Я вылил остатки кофе в раковину, оставил чашку на кухне для персонала, сбежал вниз по лестнице и на велосипеде доехал до спортзала. Когда я вошел, Ларс уже сидел в холодной раздевалке. Он почти испуганно поднял на меня глаза, отвернулся и натянул шорты.
— Я тебя так вздую, что ты неделю сидеть на сможешь, — объявил он и глянул на меня.
Трясущимися руками запер шкафчик.
— Много работаешь, — сказал я.
— А? Да, верно, у меня было…
Он замолчал и тяжело сел на лавку. Я спросил:
— Ты себя хорошо чувствуешь?
— Отлично. Ты-то сам как?
— В пятницу встречаюсь с правлением.
— Верно. Тебя больше не будут финансировать. Вечно одно и то же.
— Да я и не слишком волнуюсь, — отмахнулся я. — Я хочу сказать — по-моему, все идет хорошо. Мои исследования не стоят на месте, дело движется, у меня чертовски хорошие результаты.
— Я знаком с Франком Паульссоном из правления, — сказал Лapc и поднялся.
— Правда? Как?
— В армии вместе служили, в Будене. Он головастый и довольно открытый.
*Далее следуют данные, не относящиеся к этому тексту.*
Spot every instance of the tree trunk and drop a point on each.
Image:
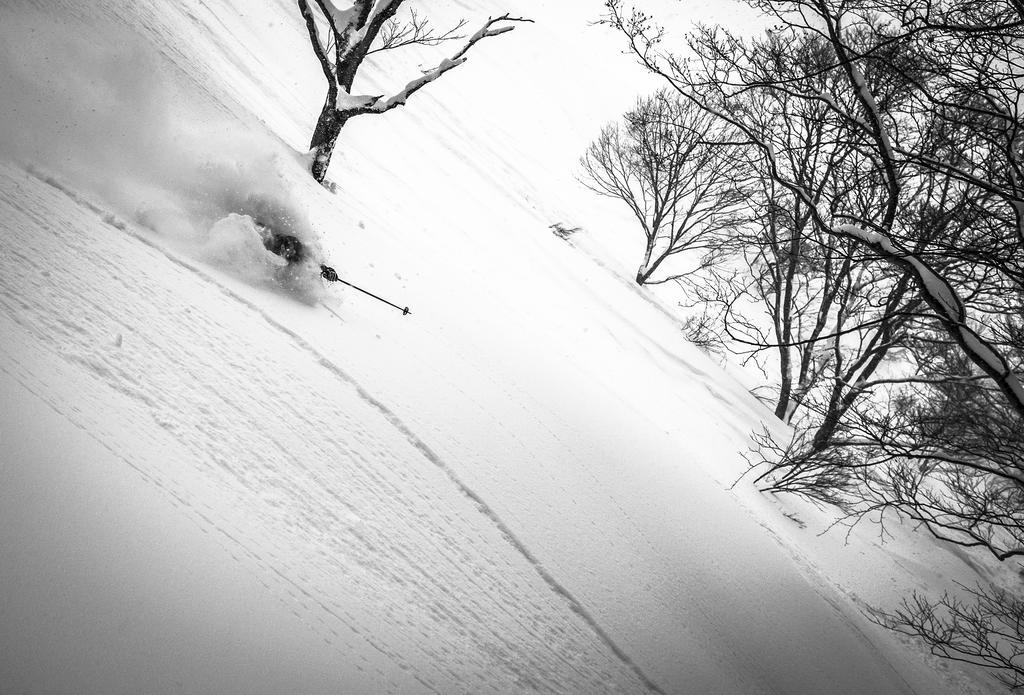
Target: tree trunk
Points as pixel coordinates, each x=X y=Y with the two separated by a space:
x=325 y=136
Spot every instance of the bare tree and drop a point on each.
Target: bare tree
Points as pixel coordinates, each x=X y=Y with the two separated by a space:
x=670 y=164
x=342 y=38
x=982 y=628
x=928 y=98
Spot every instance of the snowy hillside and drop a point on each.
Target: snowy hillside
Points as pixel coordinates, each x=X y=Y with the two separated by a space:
x=210 y=483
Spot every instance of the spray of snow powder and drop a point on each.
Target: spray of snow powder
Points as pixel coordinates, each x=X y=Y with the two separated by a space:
x=110 y=123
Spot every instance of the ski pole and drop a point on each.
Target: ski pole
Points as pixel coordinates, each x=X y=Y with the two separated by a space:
x=329 y=273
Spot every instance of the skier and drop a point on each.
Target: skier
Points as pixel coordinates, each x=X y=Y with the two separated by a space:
x=286 y=246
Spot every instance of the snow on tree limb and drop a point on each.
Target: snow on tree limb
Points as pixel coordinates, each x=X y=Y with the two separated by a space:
x=949 y=309
x=352 y=28
x=399 y=98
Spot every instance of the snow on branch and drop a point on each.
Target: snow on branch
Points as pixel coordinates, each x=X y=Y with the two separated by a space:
x=494 y=27
x=949 y=309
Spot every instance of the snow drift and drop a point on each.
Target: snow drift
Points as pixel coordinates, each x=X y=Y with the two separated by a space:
x=208 y=486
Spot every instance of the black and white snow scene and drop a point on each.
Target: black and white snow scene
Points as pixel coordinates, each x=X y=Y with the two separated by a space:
x=483 y=347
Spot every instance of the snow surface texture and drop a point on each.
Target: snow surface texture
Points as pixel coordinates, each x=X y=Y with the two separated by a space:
x=209 y=484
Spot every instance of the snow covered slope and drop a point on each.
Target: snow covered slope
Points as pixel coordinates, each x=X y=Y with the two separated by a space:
x=211 y=484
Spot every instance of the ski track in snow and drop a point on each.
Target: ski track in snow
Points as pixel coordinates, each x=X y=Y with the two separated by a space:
x=544 y=643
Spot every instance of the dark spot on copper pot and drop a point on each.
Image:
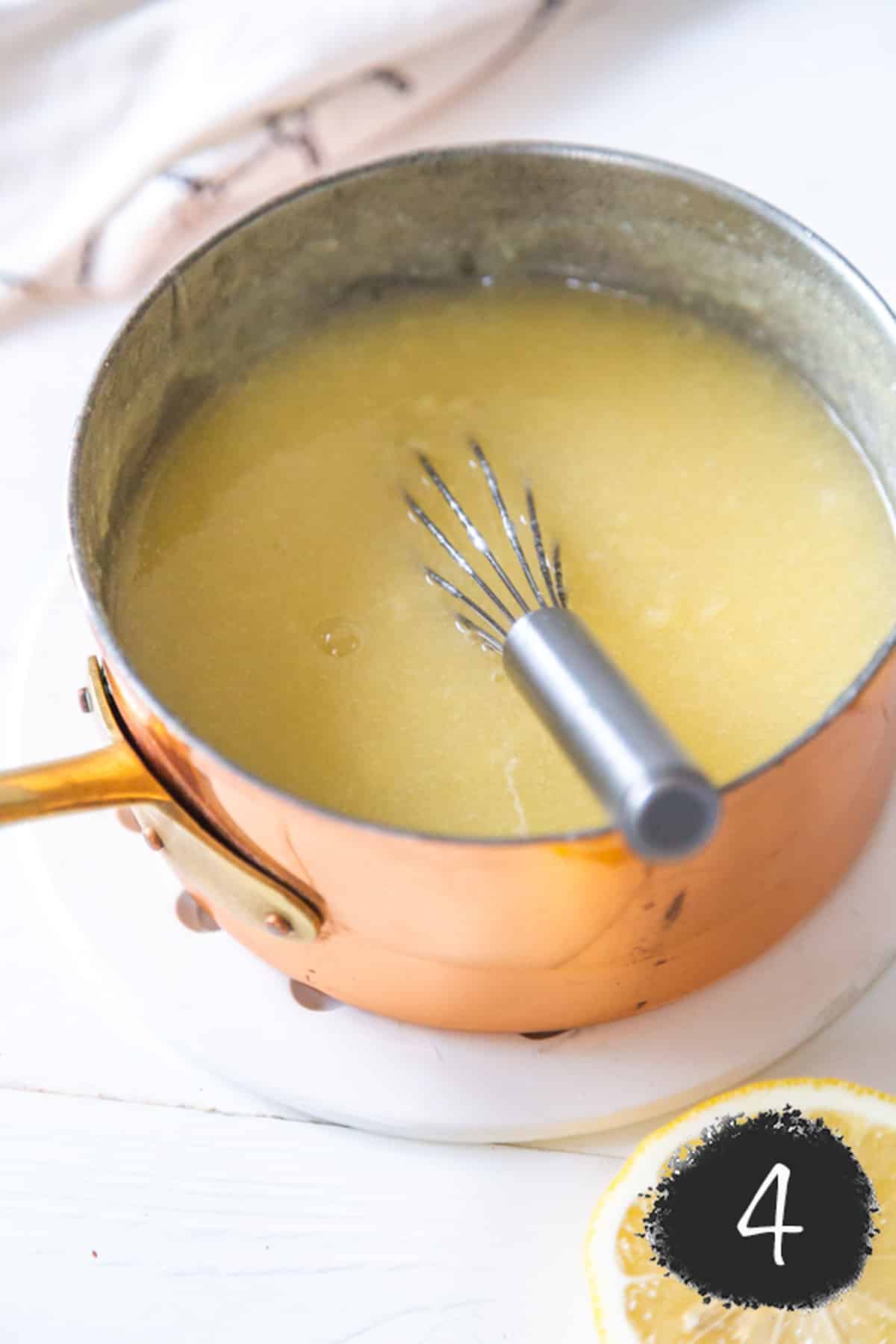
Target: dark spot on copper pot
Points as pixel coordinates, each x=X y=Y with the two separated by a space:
x=193 y=914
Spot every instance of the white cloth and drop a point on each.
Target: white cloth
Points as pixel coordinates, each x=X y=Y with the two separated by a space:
x=132 y=129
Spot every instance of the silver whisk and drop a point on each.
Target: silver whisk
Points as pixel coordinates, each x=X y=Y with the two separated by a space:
x=662 y=803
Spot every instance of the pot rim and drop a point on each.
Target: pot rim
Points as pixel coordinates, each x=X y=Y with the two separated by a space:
x=645 y=164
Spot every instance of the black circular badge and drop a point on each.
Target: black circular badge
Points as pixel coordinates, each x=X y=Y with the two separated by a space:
x=768 y=1211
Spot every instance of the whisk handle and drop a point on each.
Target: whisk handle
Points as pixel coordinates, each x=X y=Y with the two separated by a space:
x=662 y=801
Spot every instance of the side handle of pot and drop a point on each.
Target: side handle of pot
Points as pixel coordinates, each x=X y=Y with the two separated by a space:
x=105 y=779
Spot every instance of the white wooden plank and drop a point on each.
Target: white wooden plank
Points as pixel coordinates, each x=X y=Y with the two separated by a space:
x=211 y=1228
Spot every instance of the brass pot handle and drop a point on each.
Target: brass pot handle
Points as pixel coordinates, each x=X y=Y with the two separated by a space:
x=105 y=779
x=116 y=776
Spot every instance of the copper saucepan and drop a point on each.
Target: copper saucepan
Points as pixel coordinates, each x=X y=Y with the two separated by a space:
x=500 y=936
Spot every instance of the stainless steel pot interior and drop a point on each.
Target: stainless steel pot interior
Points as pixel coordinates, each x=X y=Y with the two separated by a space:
x=452 y=218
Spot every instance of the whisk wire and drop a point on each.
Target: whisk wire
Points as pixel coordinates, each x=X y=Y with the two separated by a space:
x=473 y=532
x=457 y=557
x=470 y=628
x=505 y=519
x=558 y=574
x=548 y=569
x=539 y=546
x=461 y=597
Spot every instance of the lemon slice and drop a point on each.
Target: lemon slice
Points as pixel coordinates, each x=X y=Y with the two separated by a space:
x=637 y=1303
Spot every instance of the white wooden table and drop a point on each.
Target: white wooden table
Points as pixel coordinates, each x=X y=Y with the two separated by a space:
x=141 y=1199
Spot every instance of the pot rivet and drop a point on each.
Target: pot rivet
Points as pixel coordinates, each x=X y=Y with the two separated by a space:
x=277 y=924
x=193 y=915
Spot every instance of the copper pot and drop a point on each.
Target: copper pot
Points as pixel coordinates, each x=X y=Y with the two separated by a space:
x=504 y=934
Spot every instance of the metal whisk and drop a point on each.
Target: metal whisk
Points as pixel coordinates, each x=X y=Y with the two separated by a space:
x=662 y=803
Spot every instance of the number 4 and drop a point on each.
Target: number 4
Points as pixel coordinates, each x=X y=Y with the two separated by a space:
x=780 y=1174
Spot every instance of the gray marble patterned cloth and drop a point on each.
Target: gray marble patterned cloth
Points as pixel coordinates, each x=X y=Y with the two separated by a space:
x=134 y=129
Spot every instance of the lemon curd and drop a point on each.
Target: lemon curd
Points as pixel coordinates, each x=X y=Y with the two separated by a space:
x=721 y=535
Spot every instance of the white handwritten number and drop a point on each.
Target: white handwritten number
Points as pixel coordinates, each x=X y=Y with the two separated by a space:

— Это хорошо, — тихо сказал я.
Мы вышли из раздевалки, и Ларс схватил меня за руку:
— Хочешь, я позвоню ему и просто попрошу, чтобы они поставили на тебя?
— А можно? — спросил я.
— Вряд ли, но чем черт не шутит.
— Тогда пусть все остается как есть, — улыбнулся я.
— Но ты же должен продолжать исследования.
— Все устроится.
— Кто знает.
Я посмотрел на него и нерешительно сказал:
— Хотя это, может, было бы глупо.
— Я позвоню Паульссону вечером.
Я кивнул. Ларс, улыбаясь, легонько хлопнул меня по спине.
Когда мы в скрипящих кроссовках выходили в гулкий просторный зал, Лapc неожиданно спросил:
— Ты не хотел бы взять у меня пациентку?
— А в чем дело?
— У меня не хватает на нее времени, — объяснил он.
— К сожалению, я уже набрал группу.
— Ладно.
Я начал растягиваться, ожидая, когда освободится пятая дорожка. Ларс топтался рядом, проводя рукой по волосам и откашливаясь.
— По-моему, Эва Блау подходит для твоей группы, — сказал он. — Потому что она черт знает как завязана на травме. Во всяком случае, мне так кажется. Не могу пробить ее скорлупу, ни единого раза не получилось.
— Я с удовольствием что-нибудь посоветую, если ты…
— Посоветуешь? — перебил он и понизил голос: — Если честно, мне с ней все ясно.
— Что-нибудь случилось? — спросил я.
— Да нет… Я думал, что она очень тяжело болела, в смысле — физически.